What you see is FileMaker's guess as to what relationships might be possible. What controls the type of connecter you see (single line, crow's foot, Tee) depends on the field options you select for the match field. If the field is defined to auto-enter a serial number, or has a Unique Values validation defined, you see a single line like you would expect for the "1" in a 1 to many, many to one or 1 to 1 relationship. If the field is unstored or global, you see a "Tee" and this is a unique relations that isn't quite any of the standard text book relationships. If neither field is set up for unique values and is a indexible, stored field, you'll see crows feet on both as there are no built in limitations on the values that can be used. One record on one side of such a relationship can match to many records on the other, but the reverse is also true.
Note: A primary key is limited in one way or another to unique values in the table in which it is defined. The ideal primary key uniquely identifies each record, does not have any "encoded meaning" and never, ever changes. A foreign key is the match field in a related table that matches to Primary key in the other field. Foreign keys are not unique as there could be many records with the same value in the field that all match back to the same record in the other table and thus all have the same value in the Foreign Key field.
Okay thanks, so if I have six tables within this one database and they all have the column of individual number but then one table for example is called family and this has family information, another is called genes and contains genetic information and another for example muscular containing data regarding muscular testing then what is the relationship between the six tables- is this a one to one relationship given the primary key- unique ID is the same in each table?

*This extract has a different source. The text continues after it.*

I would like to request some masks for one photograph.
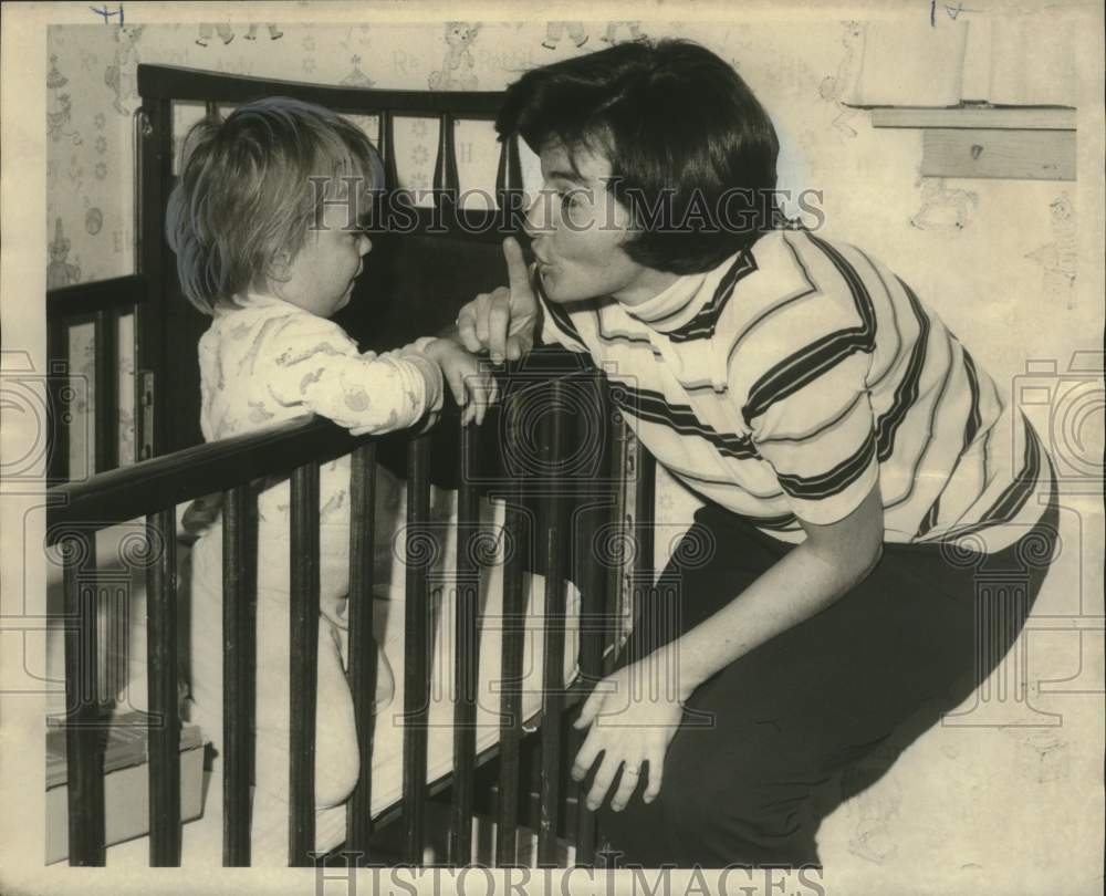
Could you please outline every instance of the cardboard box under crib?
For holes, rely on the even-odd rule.
[[[149,832],[149,768],[146,726],[138,713],[117,717],[104,753],[104,832],[107,845]],[[69,857],[69,798],[65,729],[49,719],[46,729],[46,864]],[[198,819],[204,802],[204,740],[200,729],[180,730],[180,819]]]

You wouldn't have the same field as a unique ID in each table. A different field in each table would be defined as the primary key--the unique ID for that table. The simplest primary key to set up in FileMaker is an auto-entered serial number field.
Okay when I have gone through the online tutorial this is used as an example:
4. In the Customers table, click the Company field and drag a line to the Company field in the Companies table.
The Company field is the match field.
. Release the mouse button. You see the relationship you have created.
The relationship is based on matching data in the Company field in both tables. Records are related when data in the Company field in one table matches data in the Company field in the other table.
I thought thats what I was attempting to do matching the individual column within each table to make a relationship
Your information is correct, but this has nothing to do with whether or not the fields being linked are defined as unique IDs.
If you have a field that is a primary key (values are unique) and you drag to a field that is not set up for unique values ( foreign key) the above steps produce a one to many relationship. But if both fields are foreign keys (no auto-entered unique values) you get what I call an "indeterminate many to many relationship" where you can get a one to many relationship in either direction but can't set up a "true" many to many relationship as is typically done with a join table.
It is very unusual to link fields in two tables where both are auto-entered unique IDs as there is no way to really control which record in each field will have a value that matches to a particular record in the other table.